Most Important Chemical Groups of Life

Chemical groups are extremely important because they can make a big difference in the properties of two otherwise similar molecules.

  • Ex. Estradiol (a type of estrogen) and testosterone are both steroids with a common carbon skeleton (four fused rings). The only difference are the chemical groups attached to the rings; estradiol has a HO at the end, while testosterone has an O and an additional CH3. These seemingly small differences completely change the functions of these two molecules. One is the female sex hormone while the other is the male sex hormone.

In this case, chemical groups are important because they change the structure of a molecule therefore changing its function.

In other cases, however, chemical groups are directly involved in the chemical reactions of molecules. These groups are called functional groups. Each functional group has different properties such as shape and charge which can help it participate in a chemical reaction.

Functional Groups

The seven functional groups that are most important in biological processes are: the hydroxyl group, carbonyl group, carboxyl group, amino group, sulfhydryl group, phosphate group, and methyl group.

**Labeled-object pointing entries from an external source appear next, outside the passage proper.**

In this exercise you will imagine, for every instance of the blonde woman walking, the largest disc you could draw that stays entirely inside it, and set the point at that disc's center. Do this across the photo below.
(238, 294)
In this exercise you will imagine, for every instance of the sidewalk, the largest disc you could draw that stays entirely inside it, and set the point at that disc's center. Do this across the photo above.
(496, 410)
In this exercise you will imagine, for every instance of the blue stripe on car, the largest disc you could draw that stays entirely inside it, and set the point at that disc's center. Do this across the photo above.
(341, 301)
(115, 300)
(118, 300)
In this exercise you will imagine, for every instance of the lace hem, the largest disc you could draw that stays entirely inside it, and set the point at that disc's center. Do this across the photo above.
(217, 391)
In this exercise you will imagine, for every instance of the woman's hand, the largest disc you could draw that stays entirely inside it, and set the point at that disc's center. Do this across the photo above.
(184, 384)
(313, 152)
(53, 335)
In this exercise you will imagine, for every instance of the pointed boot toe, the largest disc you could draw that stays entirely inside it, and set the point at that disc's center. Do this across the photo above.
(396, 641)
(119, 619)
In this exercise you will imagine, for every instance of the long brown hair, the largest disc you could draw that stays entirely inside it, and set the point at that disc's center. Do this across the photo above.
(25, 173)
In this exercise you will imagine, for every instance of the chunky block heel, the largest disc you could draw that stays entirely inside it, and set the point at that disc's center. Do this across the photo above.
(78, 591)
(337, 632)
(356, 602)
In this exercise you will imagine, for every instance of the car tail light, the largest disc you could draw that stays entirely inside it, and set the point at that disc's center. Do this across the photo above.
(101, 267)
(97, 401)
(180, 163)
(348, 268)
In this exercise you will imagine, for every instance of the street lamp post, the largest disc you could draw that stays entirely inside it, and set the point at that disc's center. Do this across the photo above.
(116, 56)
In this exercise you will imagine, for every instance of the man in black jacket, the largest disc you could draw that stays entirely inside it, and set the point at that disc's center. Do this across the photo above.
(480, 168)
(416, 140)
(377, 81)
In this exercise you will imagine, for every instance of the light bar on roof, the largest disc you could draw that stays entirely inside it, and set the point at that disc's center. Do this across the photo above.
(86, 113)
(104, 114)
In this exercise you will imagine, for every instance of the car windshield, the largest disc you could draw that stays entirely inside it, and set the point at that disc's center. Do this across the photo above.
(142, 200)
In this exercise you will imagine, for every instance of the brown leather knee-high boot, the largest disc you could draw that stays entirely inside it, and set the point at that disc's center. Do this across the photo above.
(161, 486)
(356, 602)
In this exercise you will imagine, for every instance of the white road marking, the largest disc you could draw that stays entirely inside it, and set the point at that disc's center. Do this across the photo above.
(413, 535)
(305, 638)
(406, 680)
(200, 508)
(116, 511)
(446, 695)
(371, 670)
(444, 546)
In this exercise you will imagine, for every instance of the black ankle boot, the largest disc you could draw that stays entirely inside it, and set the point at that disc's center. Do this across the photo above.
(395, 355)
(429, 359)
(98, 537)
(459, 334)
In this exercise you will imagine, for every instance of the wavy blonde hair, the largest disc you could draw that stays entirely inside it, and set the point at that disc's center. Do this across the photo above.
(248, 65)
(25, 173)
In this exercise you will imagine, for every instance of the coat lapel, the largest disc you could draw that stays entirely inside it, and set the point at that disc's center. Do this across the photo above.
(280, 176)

  • The first six of these groups are chemically active and, excluding sulfhydryl, they are hydrophilic and thus increase the solubility of their molecules as well.

ATP

ATP or adenosine triphosphate is an example of a complex molecule with a phosphate group. Like the name suggests, it consists of a molecule called adenosine bonded to three phosphate groups. When ATP is added to water, one of the phosphates may split off, making the molecule adenosine diphosphate. This allows ATP to release energy.